Over the past weekend, 14 teams were eliminated in the first rounds of their conference tournaments, almost certainly ending their seasons. Some have infinitesimal chances of still qualifying for the NCAA tournament, but the odds are that by the end of this weekend, they will be eliminated along with a slew of new teams joining them.

It's a brutally efficient three-week period, going from 61 teams to just 16. But that's what you play for.

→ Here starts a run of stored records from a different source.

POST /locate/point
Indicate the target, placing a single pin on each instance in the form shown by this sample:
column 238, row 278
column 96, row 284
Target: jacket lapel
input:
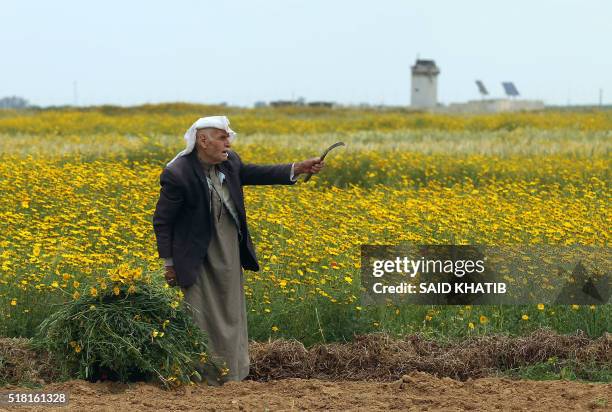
column 197, row 168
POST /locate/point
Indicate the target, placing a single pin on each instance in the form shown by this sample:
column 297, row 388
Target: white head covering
column 218, row 122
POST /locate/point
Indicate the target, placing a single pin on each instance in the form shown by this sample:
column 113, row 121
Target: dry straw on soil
column 370, row 357
column 381, row 357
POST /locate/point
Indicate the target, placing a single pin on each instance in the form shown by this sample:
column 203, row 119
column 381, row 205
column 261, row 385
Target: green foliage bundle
column 126, row 326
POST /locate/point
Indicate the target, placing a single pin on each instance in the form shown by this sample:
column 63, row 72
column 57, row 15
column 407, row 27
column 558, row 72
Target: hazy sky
column 348, row 51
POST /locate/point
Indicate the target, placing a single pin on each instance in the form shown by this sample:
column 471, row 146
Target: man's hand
column 170, row 276
column 313, row 166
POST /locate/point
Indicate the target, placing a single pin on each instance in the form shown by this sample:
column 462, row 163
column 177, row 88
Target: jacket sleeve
column 171, row 198
column 251, row 174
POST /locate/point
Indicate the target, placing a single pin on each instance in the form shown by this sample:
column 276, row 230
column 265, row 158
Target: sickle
column 337, row 144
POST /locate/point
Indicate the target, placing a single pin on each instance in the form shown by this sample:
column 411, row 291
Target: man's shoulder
column 179, row 167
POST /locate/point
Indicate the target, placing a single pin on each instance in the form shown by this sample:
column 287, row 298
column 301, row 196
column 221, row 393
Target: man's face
column 213, row 144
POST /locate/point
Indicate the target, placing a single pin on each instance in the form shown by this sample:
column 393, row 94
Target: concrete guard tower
column 424, row 84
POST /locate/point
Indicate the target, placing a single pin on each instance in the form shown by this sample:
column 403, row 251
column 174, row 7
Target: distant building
column 13, row 102
column 321, row 104
column 424, row 92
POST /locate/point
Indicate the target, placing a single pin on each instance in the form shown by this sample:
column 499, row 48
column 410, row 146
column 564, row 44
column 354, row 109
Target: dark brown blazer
column 182, row 220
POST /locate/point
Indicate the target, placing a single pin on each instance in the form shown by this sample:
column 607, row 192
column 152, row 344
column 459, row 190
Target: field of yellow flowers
column 78, row 189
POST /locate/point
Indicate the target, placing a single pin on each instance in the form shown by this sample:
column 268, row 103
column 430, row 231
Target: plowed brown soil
column 414, row 392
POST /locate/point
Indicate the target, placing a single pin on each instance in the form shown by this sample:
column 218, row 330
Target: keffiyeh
column 218, row 122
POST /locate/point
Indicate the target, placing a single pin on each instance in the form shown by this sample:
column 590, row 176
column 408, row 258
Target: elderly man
column 202, row 234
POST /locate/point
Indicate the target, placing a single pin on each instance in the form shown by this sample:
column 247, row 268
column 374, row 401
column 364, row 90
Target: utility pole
column 75, row 93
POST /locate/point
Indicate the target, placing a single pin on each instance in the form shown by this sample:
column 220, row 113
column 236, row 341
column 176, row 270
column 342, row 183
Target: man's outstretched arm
column 251, row 174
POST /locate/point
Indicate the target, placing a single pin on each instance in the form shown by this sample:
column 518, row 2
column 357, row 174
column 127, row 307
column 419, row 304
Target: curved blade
column 329, row 149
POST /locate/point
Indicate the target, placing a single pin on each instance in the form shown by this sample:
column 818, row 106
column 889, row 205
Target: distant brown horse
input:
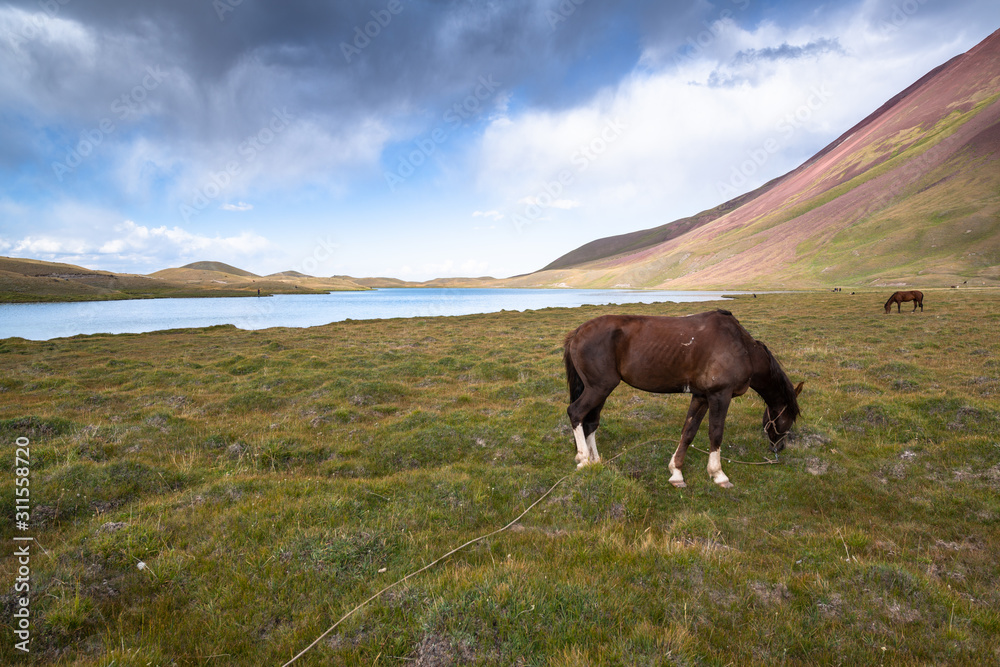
column 709, row 355
column 899, row 297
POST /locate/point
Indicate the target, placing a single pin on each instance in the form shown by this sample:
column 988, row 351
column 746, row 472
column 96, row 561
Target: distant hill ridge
column 221, row 267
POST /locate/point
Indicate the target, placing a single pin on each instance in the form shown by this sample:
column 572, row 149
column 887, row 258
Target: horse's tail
column 573, row 378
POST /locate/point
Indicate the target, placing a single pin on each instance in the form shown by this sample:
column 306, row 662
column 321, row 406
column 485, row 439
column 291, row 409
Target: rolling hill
column 910, row 195
column 28, row 280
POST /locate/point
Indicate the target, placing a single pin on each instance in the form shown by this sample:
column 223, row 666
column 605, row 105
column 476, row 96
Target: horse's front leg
column 696, row 412
column 718, row 407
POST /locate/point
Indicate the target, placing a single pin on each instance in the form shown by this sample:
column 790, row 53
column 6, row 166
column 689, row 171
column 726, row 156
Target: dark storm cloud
column 328, row 58
column 788, row 52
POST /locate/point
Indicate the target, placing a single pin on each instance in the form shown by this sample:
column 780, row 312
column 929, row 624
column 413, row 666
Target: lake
column 44, row 321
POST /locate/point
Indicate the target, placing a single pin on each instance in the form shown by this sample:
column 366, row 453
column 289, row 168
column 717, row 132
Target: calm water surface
column 43, row 321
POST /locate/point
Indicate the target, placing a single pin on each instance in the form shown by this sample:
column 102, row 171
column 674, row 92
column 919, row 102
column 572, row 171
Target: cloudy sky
column 422, row 138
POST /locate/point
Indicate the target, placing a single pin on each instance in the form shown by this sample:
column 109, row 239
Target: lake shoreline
column 48, row 320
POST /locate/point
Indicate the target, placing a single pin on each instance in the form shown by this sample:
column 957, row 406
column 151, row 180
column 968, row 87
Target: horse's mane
column 782, row 383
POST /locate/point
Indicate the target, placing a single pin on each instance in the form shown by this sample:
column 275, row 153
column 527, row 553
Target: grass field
column 269, row 481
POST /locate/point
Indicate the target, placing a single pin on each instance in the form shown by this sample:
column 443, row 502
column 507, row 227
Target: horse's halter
column 773, row 423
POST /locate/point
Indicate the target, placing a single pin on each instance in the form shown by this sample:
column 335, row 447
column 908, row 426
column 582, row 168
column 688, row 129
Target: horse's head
column 778, row 421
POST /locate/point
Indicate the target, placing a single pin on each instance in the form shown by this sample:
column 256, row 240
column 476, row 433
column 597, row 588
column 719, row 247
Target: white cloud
column 140, row 244
column 565, row 204
column 685, row 135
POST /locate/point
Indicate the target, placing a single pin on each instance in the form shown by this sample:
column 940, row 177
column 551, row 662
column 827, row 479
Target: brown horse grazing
column 709, row 355
column 899, row 297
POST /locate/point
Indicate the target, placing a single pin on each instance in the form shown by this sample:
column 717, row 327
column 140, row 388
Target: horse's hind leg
column 584, row 416
column 719, row 406
column 696, row 412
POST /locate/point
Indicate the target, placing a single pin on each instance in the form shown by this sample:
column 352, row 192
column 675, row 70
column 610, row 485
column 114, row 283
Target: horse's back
column 661, row 353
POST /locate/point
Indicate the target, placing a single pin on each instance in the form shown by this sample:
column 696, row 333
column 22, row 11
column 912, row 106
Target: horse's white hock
column 676, row 476
column 715, row 470
column 595, row 457
column 582, row 452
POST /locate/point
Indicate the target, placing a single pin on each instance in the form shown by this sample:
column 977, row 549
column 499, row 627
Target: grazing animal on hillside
column 709, row 355
column 900, row 297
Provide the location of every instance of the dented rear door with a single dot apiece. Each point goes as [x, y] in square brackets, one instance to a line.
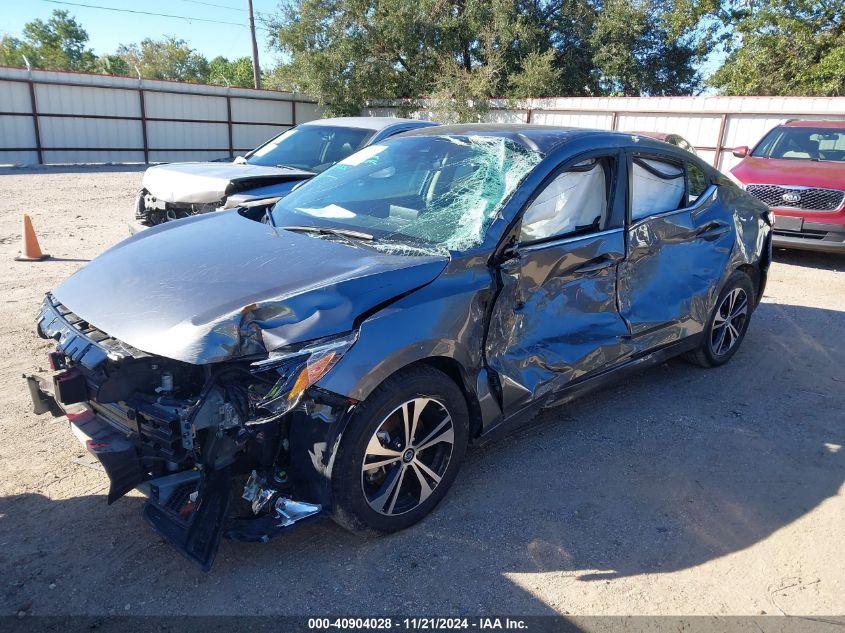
[679, 245]
[556, 319]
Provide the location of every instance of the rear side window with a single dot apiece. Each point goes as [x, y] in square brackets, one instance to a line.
[697, 183]
[656, 187]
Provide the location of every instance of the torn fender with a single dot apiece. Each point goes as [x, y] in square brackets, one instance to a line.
[220, 286]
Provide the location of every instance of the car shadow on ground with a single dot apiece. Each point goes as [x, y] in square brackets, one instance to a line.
[668, 470]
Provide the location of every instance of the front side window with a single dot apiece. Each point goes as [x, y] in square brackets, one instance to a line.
[697, 183]
[803, 143]
[656, 187]
[310, 147]
[575, 202]
[440, 192]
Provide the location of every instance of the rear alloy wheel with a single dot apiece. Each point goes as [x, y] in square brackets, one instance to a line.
[401, 452]
[728, 324]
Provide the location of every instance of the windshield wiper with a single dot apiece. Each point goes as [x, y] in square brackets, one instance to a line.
[357, 235]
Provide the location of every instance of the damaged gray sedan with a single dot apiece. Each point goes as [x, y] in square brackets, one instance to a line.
[335, 356]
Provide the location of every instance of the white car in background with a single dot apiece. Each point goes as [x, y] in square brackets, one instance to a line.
[178, 190]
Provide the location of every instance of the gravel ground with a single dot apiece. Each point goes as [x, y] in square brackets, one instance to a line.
[681, 491]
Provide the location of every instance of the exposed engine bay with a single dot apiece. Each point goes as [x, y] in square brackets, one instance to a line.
[209, 444]
[151, 211]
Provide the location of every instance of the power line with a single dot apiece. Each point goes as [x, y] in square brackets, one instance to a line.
[219, 6]
[187, 18]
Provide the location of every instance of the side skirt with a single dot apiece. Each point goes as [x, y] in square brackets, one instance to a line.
[585, 385]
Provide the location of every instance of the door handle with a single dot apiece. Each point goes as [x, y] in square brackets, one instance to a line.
[712, 230]
[597, 263]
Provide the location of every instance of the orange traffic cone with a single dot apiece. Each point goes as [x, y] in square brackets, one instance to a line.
[31, 251]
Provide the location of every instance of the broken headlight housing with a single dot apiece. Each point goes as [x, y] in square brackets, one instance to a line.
[297, 368]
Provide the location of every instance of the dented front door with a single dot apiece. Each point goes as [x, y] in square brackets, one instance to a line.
[556, 318]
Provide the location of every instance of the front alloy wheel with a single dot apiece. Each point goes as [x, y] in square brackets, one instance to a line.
[407, 456]
[400, 452]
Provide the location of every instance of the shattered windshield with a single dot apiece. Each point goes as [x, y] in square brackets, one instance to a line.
[426, 193]
[310, 147]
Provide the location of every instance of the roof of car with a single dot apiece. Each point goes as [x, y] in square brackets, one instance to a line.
[827, 124]
[375, 123]
[543, 138]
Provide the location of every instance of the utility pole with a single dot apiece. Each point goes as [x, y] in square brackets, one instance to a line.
[256, 69]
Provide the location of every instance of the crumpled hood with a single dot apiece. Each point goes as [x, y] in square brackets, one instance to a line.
[219, 286]
[198, 183]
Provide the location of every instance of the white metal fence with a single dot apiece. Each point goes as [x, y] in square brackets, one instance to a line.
[51, 117]
[712, 124]
[58, 117]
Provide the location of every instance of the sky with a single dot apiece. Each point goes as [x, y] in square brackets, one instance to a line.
[108, 29]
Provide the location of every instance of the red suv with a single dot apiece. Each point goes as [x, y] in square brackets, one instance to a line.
[798, 170]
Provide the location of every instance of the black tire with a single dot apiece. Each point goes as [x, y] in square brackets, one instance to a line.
[351, 484]
[711, 353]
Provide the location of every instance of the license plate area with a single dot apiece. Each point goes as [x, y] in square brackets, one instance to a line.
[788, 223]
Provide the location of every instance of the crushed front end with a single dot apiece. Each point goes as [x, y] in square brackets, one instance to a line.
[241, 448]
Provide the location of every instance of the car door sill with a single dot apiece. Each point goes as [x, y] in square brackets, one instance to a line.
[585, 384]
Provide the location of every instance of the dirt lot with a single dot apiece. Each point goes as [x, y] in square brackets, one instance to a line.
[682, 491]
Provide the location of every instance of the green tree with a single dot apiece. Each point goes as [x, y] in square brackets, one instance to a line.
[113, 65]
[462, 52]
[167, 58]
[783, 47]
[237, 72]
[57, 44]
[635, 53]
[346, 52]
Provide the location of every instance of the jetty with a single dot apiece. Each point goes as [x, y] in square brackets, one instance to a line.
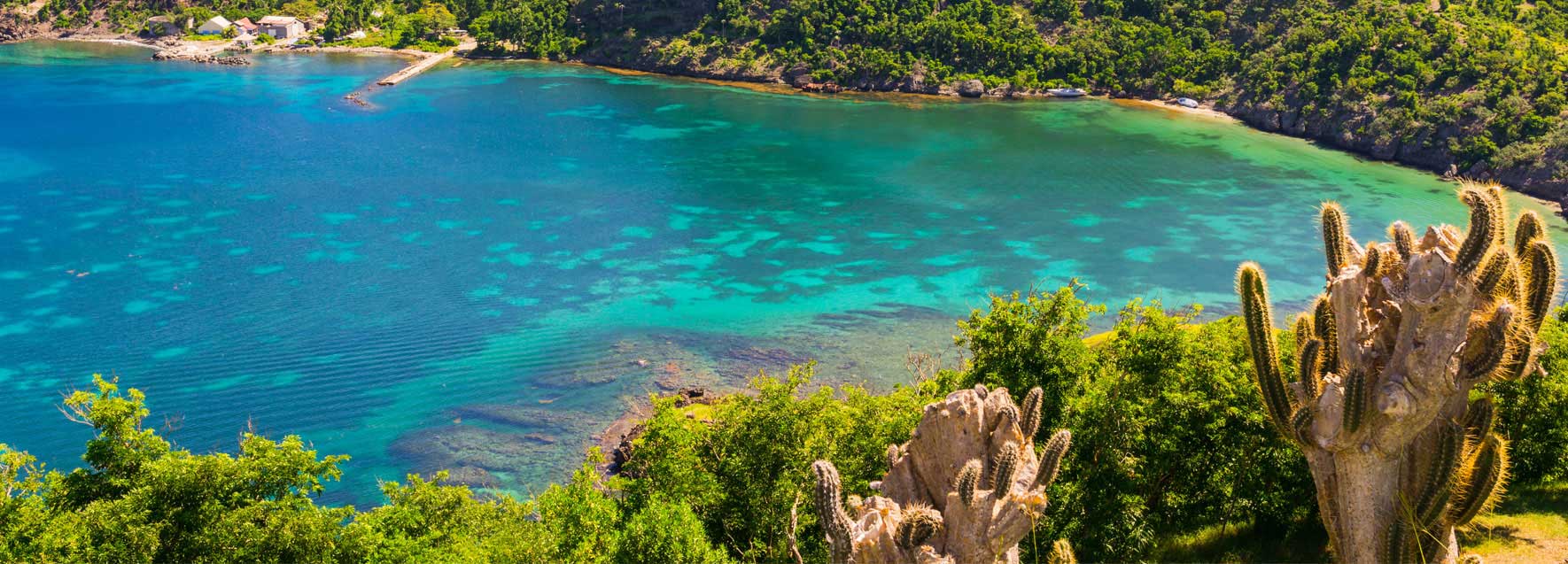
[423, 65]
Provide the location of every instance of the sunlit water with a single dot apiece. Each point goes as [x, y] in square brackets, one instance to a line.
[478, 270]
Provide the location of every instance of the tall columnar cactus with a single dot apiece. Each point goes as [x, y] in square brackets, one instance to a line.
[1380, 405]
[965, 489]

In the Big Ten, Penn State, Wisconsin, and Notre Dame are out of their conference tournament. But Penn State also sits eighth in the Pairwise as of this writing and thus is pretty much guaranteed to play again when the NCAA tournament starts in a few weeks. Notre Dame is 18th and would need more than a few miracles to shake out for them, but they're still technically alive (with a 0.3 percent chance to get an at-large bid).

In Atlantic Hockey, American International, Army, and Sacred Heart all had their seasons ended this past weekend, most notable because AIC has won each of the last four regular season titles and the last three conference tournaments, and qualified for the NCAAs four years in a row. That run of success is now over.

In the CCHA, St. Thomas, Bemidji, Bowling Green, and Lake State are all out, and none have a chance to qualify for the national tournament.

Finally, Brown, Union, and RPI are in the same boat in the ECAC, having been eliminated in the first round of that tournament.

And so now things get interesting. Only 15 teams have a better-than-50-percent chance to make the tournament at this point, and one of those is RIT – by far the best team in Atlantic Hockey this year – which still has to basically win four games straight in that tournament to qualify.

But Atlantic Hockey is the only conference where at least one participant isn't a mortal lock to make the national tournament. The CCHA has two teams that are at least 78 percent likely to make it (Michigan Tech is considered a lock at 11th in the Pairwise, and Minnesota State, at 12th, has a strong case even if it doesn't win the Mason Cup).

Hockey East's only locked-in team is Boston University, currently fifth in the Pairwise, but this is a conference with a lot of parity – see also: obviously flawed teams – and it would be no surprise for like four or five of the other teams in it to win the postseason title (even if BU is by far the most likely to do so). The Hockey East all-single-elimination tournament starts tonight with the lower seeds, before teams that earned a bye play on Saturday.

The ECAC has two locks: Quinnipiac and Harvard, as they're both top-six in the Pairwise. Cornell is 14th and is more likely than not to qualify, but that's when you have to start worrying about autobids from weaker conferences.

The Big Ten and NCHC are once again loaded with some of the best teams in the country, and plenty of teams currently on the outside looking in that could go on runs that result in them qualifying for the tournament regardless.

And here's where we have to talk about Alaska, which is currently 13th in the Pairwise despite a relatively weak schedule as an independent. They have a 90-percent chance to qualify for the tournament and a lot of stuff would have to break against them for them to miss, but the Nanooks' regular season is over – having ended on a streak in which they won 17 of 20, including games against Denver (No. 3 in the Pairwise) and Notre Dame (No. 18) on the road. They can do nothing to improve their chances, and other teams like Cornell and Michigan State can certainly hop over them with a couple more wins, but things would have to go catastrophically wrong for them to miss at this point.

Today, we know for sure that 11 of the 16 national tournament slots are completely spoken for. The fact is another 30 teams are still technically alive, including those with a less-than-1-percent chance to qualify.

The list of active teams is already shrinking rapidly, another three teams will be eliminated tonight, and by the end of this coming weekend, we're going to be down to 24 conference-tournament teams and Alaska as the last teams standing.

All you can do at this time of year is hope you put yourself in the best possible position to succeed. For most, the odds are long and getting longer with each passing result. 

That's what makes the sport at this level so exciting.